AWAKEN: the female voice

April 21st – June 27th Plummer Park, West Hollywood

Curated by Brooke Mason

This is a female artist only exhibit opening April 21st and running through June 27th at Plummer Park in West Hollywood. The opening reception is April 21st 6-8pm.

When a girl is young she doesn’t understand boundaries or social parameters put on her. She is running free. Her rude awakening begins somewhere between the ages of 10 and 15 years. She starts to sense these restrictions; she questions her role in her environment. She chooses either to fight them and deal continuously with conflict or to conform to them, to comply, an easier route… until she is old enough to rebel against them seriously. As artists we strive to highlight these struggles.

 This exhibit looks at the transformation of a female over the first half of her life.

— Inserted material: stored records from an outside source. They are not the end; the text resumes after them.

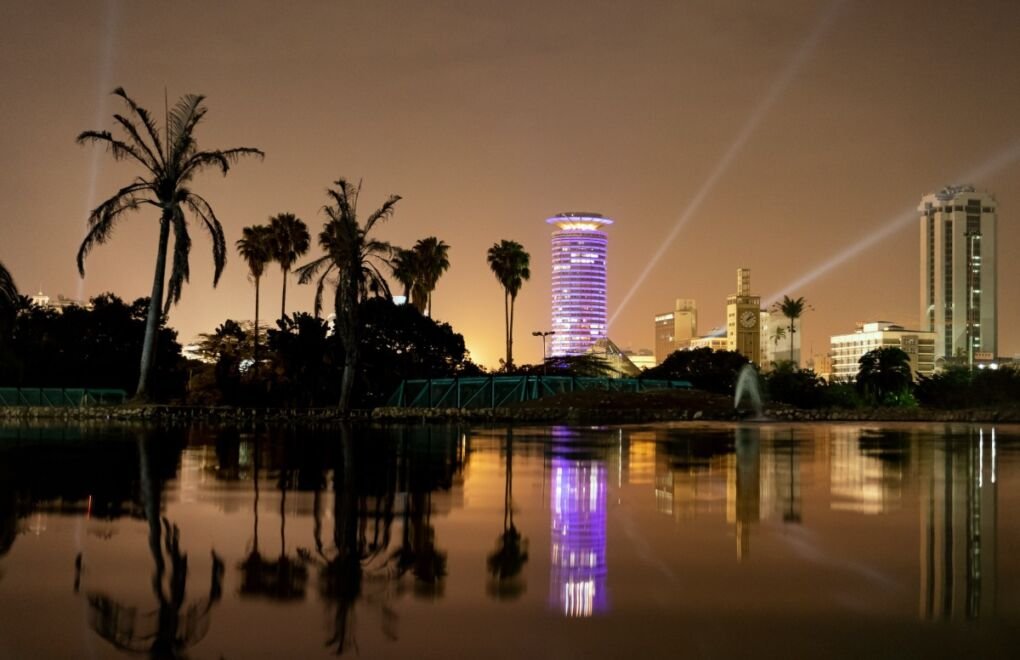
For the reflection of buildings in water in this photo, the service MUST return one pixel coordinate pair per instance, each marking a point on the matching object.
(959, 511)
(864, 478)
(577, 579)
(755, 478)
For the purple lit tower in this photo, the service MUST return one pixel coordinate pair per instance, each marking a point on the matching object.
(578, 282)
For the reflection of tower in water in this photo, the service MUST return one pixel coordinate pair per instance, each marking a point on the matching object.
(577, 503)
(958, 493)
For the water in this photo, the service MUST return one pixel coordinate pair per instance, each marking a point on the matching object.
(747, 384)
(718, 541)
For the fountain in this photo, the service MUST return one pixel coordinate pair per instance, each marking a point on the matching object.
(747, 384)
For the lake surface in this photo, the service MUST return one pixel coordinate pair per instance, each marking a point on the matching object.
(449, 542)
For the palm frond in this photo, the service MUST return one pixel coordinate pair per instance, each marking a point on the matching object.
(198, 161)
(146, 118)
(104, 216)
(381, 212)
(180, 269)
(118, 148)
(307, 271)
(204, 211)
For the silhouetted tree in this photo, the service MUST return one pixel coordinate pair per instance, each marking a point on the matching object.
(169, 161)
(291, 240)
(511, 265)
(255, 247)
(356, 258)
(703, 367)
(884, 375)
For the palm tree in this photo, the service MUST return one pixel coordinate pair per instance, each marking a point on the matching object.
(255, 247)
(8, 292)
(291, 241)
(356, 259)
(405, 270)
(431, 257)
(884, 373)
(510, 263)
(792, 308)
(169, 160)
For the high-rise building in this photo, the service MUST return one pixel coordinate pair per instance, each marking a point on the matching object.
(673, 331)
(743, 319)
(958, 271)
(578, 282)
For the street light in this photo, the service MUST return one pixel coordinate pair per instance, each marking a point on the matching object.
(543, 335)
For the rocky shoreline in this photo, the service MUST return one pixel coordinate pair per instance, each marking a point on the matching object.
(516, 414)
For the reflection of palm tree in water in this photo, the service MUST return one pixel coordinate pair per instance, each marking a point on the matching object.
(418, 552)
(285, 578)
(506, 563)
(342, 569)
(179, 625)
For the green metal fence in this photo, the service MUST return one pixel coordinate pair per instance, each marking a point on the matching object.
(497, 391)
(60, 397)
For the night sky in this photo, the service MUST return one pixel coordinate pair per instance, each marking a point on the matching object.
(777, 135)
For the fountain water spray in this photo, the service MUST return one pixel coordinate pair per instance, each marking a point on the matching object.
(780, 85)
(747, 384)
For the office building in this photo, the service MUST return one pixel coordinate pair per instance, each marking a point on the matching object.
(578, 292)
(848, 349)
(744, 319)
(673, 331)
(958, 272)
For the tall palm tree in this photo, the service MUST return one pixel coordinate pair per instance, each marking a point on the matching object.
(510, 263)
(431, 256)
(356, 259)
(8, 292)
(792, 308)
(169, 160)
(291, 240)
(255, 247)
(405, 270)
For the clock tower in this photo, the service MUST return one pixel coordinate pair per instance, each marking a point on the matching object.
(743, 319)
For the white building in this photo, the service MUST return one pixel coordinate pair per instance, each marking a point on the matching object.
(958, 271)
(848, 349)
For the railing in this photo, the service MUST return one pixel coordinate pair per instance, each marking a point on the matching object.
(60, 397)
(497, 391)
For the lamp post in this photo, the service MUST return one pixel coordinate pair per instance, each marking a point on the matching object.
(543, 335)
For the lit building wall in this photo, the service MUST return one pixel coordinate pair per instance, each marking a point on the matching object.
(578, 291)
(958, 271)
(848, 349)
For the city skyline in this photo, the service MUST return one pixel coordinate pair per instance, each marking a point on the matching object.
(794, 136)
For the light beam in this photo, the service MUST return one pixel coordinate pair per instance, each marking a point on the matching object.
(104, 79)
(785, 78)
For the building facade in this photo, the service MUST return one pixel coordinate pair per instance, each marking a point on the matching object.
(673, 331)
(958, 271)
(744, 319)
(848, 349)
(578, 292)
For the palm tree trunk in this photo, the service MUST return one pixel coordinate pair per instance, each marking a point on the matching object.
(510, 334)
(506, 327)
(155, 311)
(255, 335)
(283, 302)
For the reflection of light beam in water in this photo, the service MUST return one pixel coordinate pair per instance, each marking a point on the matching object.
(998, 162)
(104, 85)
(780, 85)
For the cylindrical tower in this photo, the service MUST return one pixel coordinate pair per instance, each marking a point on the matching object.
(578, 282)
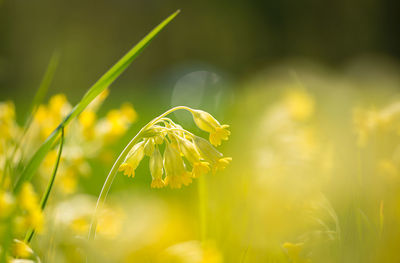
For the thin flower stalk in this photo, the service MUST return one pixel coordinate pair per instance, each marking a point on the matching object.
(180, 145)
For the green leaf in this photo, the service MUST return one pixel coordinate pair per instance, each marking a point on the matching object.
(105, 81)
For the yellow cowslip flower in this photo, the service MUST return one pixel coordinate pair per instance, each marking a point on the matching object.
(188, 149)
(176, 174)
(180, 147)
(156, 169)
(208, 123)
(211, 154)
(149, 147)
(132, 160)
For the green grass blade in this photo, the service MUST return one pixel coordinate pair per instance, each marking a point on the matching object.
(46, 194)
(46, 81)
(105, 81)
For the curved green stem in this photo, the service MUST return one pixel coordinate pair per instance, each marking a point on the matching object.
(46, 194)
(113, 172)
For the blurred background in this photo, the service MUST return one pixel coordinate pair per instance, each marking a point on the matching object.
(233, 38)
(311, 90)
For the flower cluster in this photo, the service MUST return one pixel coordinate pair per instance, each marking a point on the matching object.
(186, 156)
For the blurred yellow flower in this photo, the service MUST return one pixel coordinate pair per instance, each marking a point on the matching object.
(294, 252)
(299, 103)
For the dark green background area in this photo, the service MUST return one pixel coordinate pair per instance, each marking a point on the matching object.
(236, 38)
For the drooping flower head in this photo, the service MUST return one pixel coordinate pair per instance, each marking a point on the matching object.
(208, 123)
(186, 156)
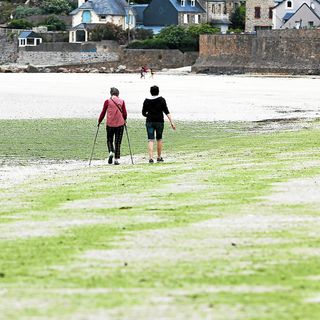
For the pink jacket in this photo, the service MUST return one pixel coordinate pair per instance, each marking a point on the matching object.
(114, 116)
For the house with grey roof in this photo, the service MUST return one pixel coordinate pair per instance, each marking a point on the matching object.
(29, 39)
(296, 14)
(138, 10)
(91, 13)
(173, 12)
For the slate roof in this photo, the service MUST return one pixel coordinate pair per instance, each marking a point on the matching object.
(104, 7)
(187, 8)
(86, 26)
(138, 9)
(287, 16)
(304, 4)
(28, 34)
(281, 2)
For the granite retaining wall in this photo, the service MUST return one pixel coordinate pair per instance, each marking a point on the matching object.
(274, 51)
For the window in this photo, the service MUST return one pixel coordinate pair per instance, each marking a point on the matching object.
(86, 16)
(257, 12)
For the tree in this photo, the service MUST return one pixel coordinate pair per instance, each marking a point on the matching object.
(238, 18)
(56, 6)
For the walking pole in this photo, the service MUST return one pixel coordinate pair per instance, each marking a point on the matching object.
(125, 126)
(94, 142)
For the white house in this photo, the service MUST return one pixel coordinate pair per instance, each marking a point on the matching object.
(289, 14)
(29, 39)
(91, 13)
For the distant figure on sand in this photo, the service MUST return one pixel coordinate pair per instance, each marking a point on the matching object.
(116, 120)
(153, 109)
(143, 72)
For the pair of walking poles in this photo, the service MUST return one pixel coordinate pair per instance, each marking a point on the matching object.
(95, 139)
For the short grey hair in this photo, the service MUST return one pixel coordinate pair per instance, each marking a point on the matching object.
(114, 91)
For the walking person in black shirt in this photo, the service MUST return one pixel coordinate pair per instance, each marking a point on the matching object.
(153, 109)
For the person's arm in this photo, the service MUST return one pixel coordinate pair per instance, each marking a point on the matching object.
(144, 109)
(167, 113)
(124, 111)
(103, 112)
(173, 126)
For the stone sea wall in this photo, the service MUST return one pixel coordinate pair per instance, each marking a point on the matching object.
(271, 51)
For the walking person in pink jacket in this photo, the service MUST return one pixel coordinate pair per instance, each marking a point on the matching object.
(115, 109)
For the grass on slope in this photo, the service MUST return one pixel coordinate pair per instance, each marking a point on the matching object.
(193, 238)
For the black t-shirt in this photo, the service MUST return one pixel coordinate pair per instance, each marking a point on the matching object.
(153, 109)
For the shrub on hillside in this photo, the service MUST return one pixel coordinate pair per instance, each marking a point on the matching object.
(56, 6)
(238, 18)
(20, 24)
(142, 34)
(205, 28)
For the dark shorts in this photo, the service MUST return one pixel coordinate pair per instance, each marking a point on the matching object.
(154, 127)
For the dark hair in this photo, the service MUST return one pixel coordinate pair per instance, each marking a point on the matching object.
(154, 90)
(114, 91)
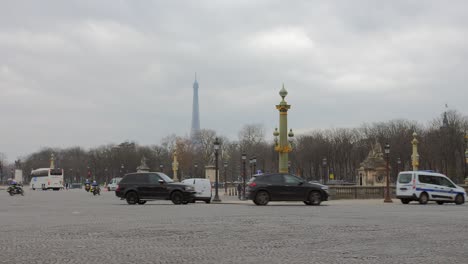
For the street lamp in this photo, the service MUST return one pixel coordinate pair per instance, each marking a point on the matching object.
(466, 156)
(244, 157)
(216, 147)
(324, 164)
(387, 157)
(106, 176)
(225, 177)
(254, 161)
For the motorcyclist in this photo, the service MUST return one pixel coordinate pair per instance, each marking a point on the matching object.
(95, 185)
(14, 186)
(87, 185)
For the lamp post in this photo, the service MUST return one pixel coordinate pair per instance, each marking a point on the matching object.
(398, 166)
(415, 155)
(244, 157)
(324, 164)
(282, 146)
(466, 157)
(225, 177)
(106, 175)
(254, 162)
(387, 157)
(216, 147)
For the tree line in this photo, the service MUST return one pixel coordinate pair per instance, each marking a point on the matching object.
(441, 148)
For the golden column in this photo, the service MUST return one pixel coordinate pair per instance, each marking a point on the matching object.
(52, 161)
(415, 155)
(283, 147)
(175, 165)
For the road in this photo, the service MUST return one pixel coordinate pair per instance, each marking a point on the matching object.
(75, 227)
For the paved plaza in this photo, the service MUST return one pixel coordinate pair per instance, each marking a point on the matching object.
(75, 227)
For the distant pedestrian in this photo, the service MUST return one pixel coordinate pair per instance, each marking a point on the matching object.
(239, 190)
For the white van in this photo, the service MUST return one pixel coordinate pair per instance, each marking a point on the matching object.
(113, 184)
(424, 186)
(202, 187)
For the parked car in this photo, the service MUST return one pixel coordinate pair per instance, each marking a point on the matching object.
(424, 186)
(140, 187)
(113, 183)
(202, 189)
(262, 189)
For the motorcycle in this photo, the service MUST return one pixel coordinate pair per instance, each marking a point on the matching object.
(96, 190)
(12, 190)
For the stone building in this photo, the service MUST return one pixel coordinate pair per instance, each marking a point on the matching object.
(373, 169)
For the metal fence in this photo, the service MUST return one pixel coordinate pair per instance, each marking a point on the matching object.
(351, 192)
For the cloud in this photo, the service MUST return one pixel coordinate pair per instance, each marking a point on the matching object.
(111, 71)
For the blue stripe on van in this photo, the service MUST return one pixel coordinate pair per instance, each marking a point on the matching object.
(433, 190)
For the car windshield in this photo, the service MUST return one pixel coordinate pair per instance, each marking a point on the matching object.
(165, 177)
(404, 178)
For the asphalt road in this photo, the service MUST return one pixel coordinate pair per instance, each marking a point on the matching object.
(75, 227)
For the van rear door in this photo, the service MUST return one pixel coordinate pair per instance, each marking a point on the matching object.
(405, 184)
(203, 188)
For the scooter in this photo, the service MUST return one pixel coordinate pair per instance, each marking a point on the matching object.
(96, 190)
(12, 190)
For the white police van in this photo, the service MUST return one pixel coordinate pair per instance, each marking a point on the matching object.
(424, 186)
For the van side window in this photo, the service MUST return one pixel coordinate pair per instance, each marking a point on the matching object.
(405, 178)
(446, 183)
(428, 179)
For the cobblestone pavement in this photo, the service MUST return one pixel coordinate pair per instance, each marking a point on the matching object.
(75, 227)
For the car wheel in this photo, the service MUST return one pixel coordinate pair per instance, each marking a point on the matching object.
(177, 197)
(132, 198)
(262, 198)
(315, 198)
(423, 198)
(459, 199)
(405, 201)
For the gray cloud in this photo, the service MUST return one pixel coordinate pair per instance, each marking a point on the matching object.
(88, 73)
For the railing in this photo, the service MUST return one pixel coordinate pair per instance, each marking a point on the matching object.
(351, 192)
(359, 192)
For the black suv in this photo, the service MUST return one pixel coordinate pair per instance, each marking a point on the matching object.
(284, 187)
(137, 188)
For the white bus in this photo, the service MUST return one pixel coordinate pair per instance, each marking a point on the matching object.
(47, 179)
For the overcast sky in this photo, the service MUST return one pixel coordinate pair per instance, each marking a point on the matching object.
(88, 73)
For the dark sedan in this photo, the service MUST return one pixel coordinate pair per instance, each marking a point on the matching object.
(262, 189)
(137, 188)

Some of the artworks highlight freedom of expression as a child with no restraint, a sense of innocence and liberty, while other works delve into adulthood and the challenges of prescribed paradigms. All the artists in this exhibit choose, as artists and as women, to inspire others through their work.

Artists in the exhibit include: Fatemeh Burnes, Lola Del Fresno, Diane Holland, Julienne Johnson, Camella DaEun Kim, Feng Ling, Nicole Landau, Brooke Mason, Mei Xian Qiu.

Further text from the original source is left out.